In January, ATP said it had joined forces with AXA insurance companies to buy two London hotels for £180m (€240m). Although it already had exposure to the hotel sector through investment funds as well as directly-held assets within Denmark, this marked the first time that ATP had taken on a direct investment in the hospitality sector abroad.
As part of investment strategy changes made over the past two years – and announced more formally at the beginning of this year, including an investment portfolio construction revamp – ATP, as a whole, is moving towards direct investments and away from indirectly held assets.
ATP Real Estate’s latest moves also reflect this shift, notably in its recent efforts to start investing in direct residential property for the first time.
Having hired residential specialist Lars Gjørret from labour-market pension fund PensionDanmark to work primarily on its new residential investment strategy, the pension fund’s property arm has been busy analysing residential deals on offer within Greater Copenhagen.
“We have been an investor in commercial real estate for decades and, from time to time, we are revising our real estate strategy. Last year we decided we should put more focus into hotel and residential because we have seen these two segments as ones where you find rather low-risk investments.”
While real estate markets around the world are in the throes of a surge in investor demand, in the past two years the Copenhagen market has been targeted fiercely by foreign buyers, leading to a spike in prices.
“That’s one of the reasons we were very reluctant last year to buy here in Copenhagen – we simply found that there was not the right balance between risk and return,” Nielsen says. “So last year we only acquired one building here in Copenhagen and the year before we have even been selling some of our commercial assets here.”
Some of those sold were retail assets on Copenhagen’s famous pedestrian street Strøget. “We see a lot of appetite for Danish real estate and at price levels where it is hard for us to see the long-term business case for us,” Nielsen says. “Going abroad as part of our strategy we have been able to find better risk-adjusted returns outside Denmark.”
Nielsen attributes much of the buying by foreign funds to the fact that Denmark has a mortgage system where property buyers can borrow relatively cheaply to finance up to 60% of the property value. “I don’t know the exact business case for some of these international investors, but I’m sure they try to put as much leverage as they can when they buy in the Danish market, and it’s due to this very efficient mortgage system that we have in this country.”

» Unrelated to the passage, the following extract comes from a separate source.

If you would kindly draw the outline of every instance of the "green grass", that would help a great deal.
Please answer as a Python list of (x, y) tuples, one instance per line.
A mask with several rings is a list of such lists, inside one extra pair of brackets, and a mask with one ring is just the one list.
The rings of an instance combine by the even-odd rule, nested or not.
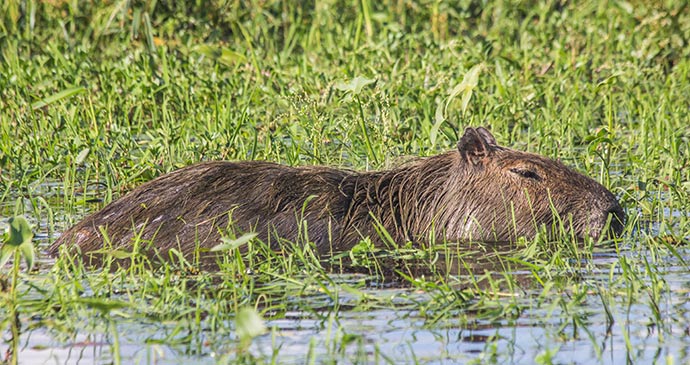
[[(470, 125), (583, 171), (629, 216), (624, 238), (603, 245), (363, 245), (321, 263), (303, 242), (252, 242), (213, 273), (136, 253), (120, 270), (39, 255), (14, 290), (12, 268), (0, 268), (0, 353), (16, 348), (21, 323), (7, 361), (88, 357), (62, 347), (82, 342), (115, 363), (160, 352), (171, 363), (688, 361), (687, 2), (0, 9), (0, 215), (27, 217), (39, 248), (198, 161), (379, 169), (452, 149)], [(254, 323), (252, 311), (236, 318), (243, 308), (268, 334), (240, 338), (240, 323)]]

Nielsen says the current pricing for much commercial real estate in the capital is ridiculous, but concedes that, compared with other big cities in Europe, office rents in the Danish capital are still cheap.
However, there is still a lot of empty space in developing areas around the city, such as the Ørestad district between the city centre and Copenhagen airport. “And on the other side of the harbour there’s an old shipyard still waiting for its turn to be developed,” he says. “I would say in the next few decades there’s still a lot of land available for development in Copenhagen and that will have its impact on price levels and on rental levels as well.”
But despite the massive amount of investment capital chasing real estate, Nielsen does not believe the demand is driving property development. “We have not reached the point seen just before the financial crisis, when investors were buying empty offices all over the place, thinking a tenant will turn up shortly,” he says.
“I think investors are still trying to be realistic in terms of taking risk on new developments,” he says, adding that in Copenhagen at least, there are not many speculative developments taking place. “Just building up an empty portfolio is not the way to secure your cash flow, hopefully, from day one.”